EFF on January 17, 2013 By Katitza Rodriguez
This is the first in a series of posts mapping state surveillance challenges in Latin America and lessons learned at EFF’s State Surveillance Camp in Rio de Janeiro, Brasil.
What happens when you place a mix of journalists, technologists, human rights lawyers, digital rights activists, and victims of surveillance from around the world in a room to map the problems of electronic surveillance? What emerges is a complicated story made up of a number of complicated stories. Each participant brings a particular expertise to bear on the larger surveillance puzzle. Taken as a whole, these voices paint a portrait of state surveillance that is far more contextual and diverse than most people could imagine. More than anything else, what one learns is the critical role that context—the unique political histories and conflicts, socio-cultural expectations, and surrounding foreign and national policies—plays in shaping how state surveillance programs and practices are being carried out. This includes who can be surveilled and the ability of citizens to challenge surveillance. In spite of these disparate conditions, some surveillance practices are common to Latin America and continue to reappear amidst very different contexts.(…)
The article then speaks about 4 issues:
Surveillance in Context: Some countries in Latin America have created their tools for estate surveillance in the context of war against drugs trafficking. For others, it is a remnant of previous military regimes.
Distinct Contexts for Those with Access to Technology: The surveillance is different in urban settings and in rural areas.
Challenging the Assumption that Surveillance Equals Security: Sometimes civilians may approve the use of surveillance tools because of the misconception that they can improve security.

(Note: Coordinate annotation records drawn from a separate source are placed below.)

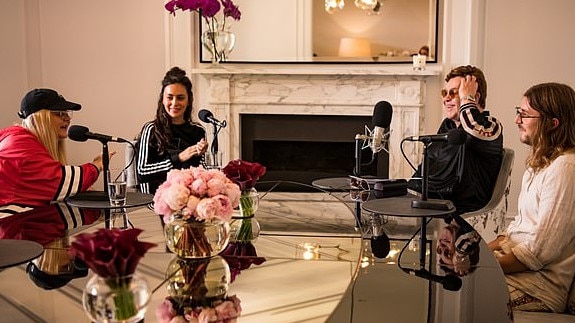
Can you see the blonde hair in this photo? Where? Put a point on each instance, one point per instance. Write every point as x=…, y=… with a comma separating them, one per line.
x=41, y=125
x=552, y=101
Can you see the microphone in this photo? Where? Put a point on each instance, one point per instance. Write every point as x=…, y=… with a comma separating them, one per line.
x=208, y=117
x=382, y=113
x=449, y=282
x=81, y=133
x=379, y=240
x=453, y=137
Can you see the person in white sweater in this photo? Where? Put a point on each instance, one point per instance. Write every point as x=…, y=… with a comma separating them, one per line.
x=537, y=250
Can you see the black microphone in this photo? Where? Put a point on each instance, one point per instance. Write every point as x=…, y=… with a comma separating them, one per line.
x=208, y=117
x=379, y=240
x=81, y=133
x=382, y=113
x=453, y=137
x=449, y=282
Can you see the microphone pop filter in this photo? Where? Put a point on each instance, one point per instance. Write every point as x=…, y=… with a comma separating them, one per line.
x=78, y=133
x=452, y=283
x=382, y=113
x=205, y=115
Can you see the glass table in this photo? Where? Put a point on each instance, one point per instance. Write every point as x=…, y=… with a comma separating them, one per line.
x=317, y=266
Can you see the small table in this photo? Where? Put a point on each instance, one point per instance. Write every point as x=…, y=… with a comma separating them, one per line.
x=16, y=252
x=340, y=184
x=402, y=206
x=99, y=200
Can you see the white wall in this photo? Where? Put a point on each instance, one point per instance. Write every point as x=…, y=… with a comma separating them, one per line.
x=107, y=55
x=111, y=56
x=526, y=42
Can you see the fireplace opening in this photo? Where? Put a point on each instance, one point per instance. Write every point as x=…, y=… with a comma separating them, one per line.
x=303, y=148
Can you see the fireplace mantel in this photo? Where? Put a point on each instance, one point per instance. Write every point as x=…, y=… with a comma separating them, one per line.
x=232, y=90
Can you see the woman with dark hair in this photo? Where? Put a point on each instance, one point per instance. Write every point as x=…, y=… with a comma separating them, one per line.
x=537, y=250
x=172, y=139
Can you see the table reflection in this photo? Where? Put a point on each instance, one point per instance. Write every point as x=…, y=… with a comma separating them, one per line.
x=309, y=264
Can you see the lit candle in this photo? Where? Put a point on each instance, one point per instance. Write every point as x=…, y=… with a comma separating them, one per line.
x=419, y=62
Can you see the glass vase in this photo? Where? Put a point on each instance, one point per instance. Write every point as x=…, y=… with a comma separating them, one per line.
x=219, y=43
x=244, y=226
x=199, y=280
x=118, y=299
x=193, y=239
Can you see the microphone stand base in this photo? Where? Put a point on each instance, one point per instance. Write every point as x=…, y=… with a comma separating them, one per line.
x=443, y=205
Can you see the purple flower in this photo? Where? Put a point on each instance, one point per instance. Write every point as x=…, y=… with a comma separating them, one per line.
x=231, y=10
x=244, y=173
x=207, y=8
x=110, y=252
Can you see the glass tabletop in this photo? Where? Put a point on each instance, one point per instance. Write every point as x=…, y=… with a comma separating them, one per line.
x=309, y=264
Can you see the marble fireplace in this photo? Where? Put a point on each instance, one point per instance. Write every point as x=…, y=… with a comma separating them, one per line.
x=249, y=97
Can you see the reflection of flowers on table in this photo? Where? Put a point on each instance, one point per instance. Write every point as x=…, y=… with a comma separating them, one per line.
x=198, y=292
x=195, y=195
x=113, y=255
x=458, y=247
x=240, y=256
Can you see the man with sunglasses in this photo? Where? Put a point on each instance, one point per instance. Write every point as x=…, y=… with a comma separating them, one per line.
x=464, y=174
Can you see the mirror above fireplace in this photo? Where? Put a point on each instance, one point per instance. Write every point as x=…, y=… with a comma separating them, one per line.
x=302, y=31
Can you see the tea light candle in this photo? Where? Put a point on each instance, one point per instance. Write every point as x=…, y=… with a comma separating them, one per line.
x=419, y=62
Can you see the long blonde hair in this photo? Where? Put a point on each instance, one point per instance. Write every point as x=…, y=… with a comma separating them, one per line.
x=41, y=125
x=552, y=101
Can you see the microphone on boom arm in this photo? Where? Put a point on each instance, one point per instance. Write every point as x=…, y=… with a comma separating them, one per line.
x=81, y=133
x=208, y=117
x=449, y=282
x=381, y=119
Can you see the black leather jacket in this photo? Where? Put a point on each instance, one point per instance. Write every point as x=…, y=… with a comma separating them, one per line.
x=465, y=174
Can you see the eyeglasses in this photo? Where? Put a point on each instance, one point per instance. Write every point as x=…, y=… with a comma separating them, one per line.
x=63, y=114
x=521, y=115
x=452, y=93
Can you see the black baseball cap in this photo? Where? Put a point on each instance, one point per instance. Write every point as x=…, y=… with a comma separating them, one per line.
x=48, y=99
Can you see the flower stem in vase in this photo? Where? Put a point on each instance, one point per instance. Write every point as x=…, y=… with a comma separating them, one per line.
x=124, y=305
x=194, y=236
x=248, y=205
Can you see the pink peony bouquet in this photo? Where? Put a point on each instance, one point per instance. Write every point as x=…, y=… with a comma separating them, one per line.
x=197, y=194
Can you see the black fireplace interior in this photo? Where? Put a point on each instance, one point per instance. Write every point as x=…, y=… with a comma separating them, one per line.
x=303, y=148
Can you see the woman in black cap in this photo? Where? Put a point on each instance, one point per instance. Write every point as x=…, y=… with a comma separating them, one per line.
x=33, y=166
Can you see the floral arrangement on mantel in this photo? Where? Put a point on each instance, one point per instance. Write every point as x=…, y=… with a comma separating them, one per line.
x=209, y=9
x=113, y=255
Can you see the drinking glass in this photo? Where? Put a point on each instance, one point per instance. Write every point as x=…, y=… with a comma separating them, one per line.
x=117, y=186
x=213, y=161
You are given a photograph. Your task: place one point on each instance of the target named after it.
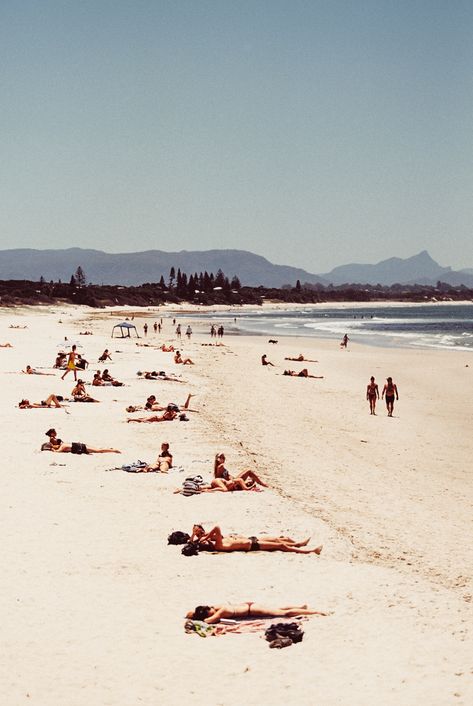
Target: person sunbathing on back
(248, 609)
(215, 541)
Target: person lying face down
(213, 614)
(58, 446)
(51, 401)
(215, 541)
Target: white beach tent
(125, 328)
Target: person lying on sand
(58, 446)
(215, 541)
(154, 375)
(249, 609)
(80, 395)
(265, 361)
(223, 480)
(152, 405)
(51, 401)
(179, 359)
(301, 358)
(304, 373)
(99, 381)
(168, 415)
(31, 371)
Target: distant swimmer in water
(372, 394)
(389, 392)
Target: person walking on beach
(71, 363)
(390, 391)
(372, 393)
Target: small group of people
(105, 379)
(389, 393)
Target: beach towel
(134, 467)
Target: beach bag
(191, 486)
(190, 549)
(178, 538)
(281, 631)
(134, 467)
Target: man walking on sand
(71, 363)
(390, 390)
(372, 393)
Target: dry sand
(92, 598)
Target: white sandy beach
(92, 598)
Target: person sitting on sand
(372, 393)
(249, 609)
(51, 401)
(223, 480)
(31, 371)
(81, 362)
(168, 415)
(71, 363)
(60, 360)
(80, 395)
(179, 359)
(105, 356)
(58, 446)
(390, 390)
(164, 461)
(215, 541)
(301, 358)
(304, 373)
(265, 361)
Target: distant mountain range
(252, 270)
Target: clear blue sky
(315, 133)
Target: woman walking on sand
(71, 363)
(390, 390)
(372, 393)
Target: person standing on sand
(71, 363)
(372, 392)
(390, 390)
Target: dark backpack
(189, 549)
(282, 630)
(178, 538)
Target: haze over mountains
(253, 270)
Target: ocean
(446, 326)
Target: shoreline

Role of the United States in Surveillance Technologies in Latin America: For several years, DEA (Drug Enforcement Agency) is supposed to help local governments in their fight against narco trafficking. In several cases, this help has been used to monitor opponents. Wikileaks cables showed that, in the cases of Paraguay and Panama, these technologies were used to spy on leftist groups in operations unrelated to narcotics investigations.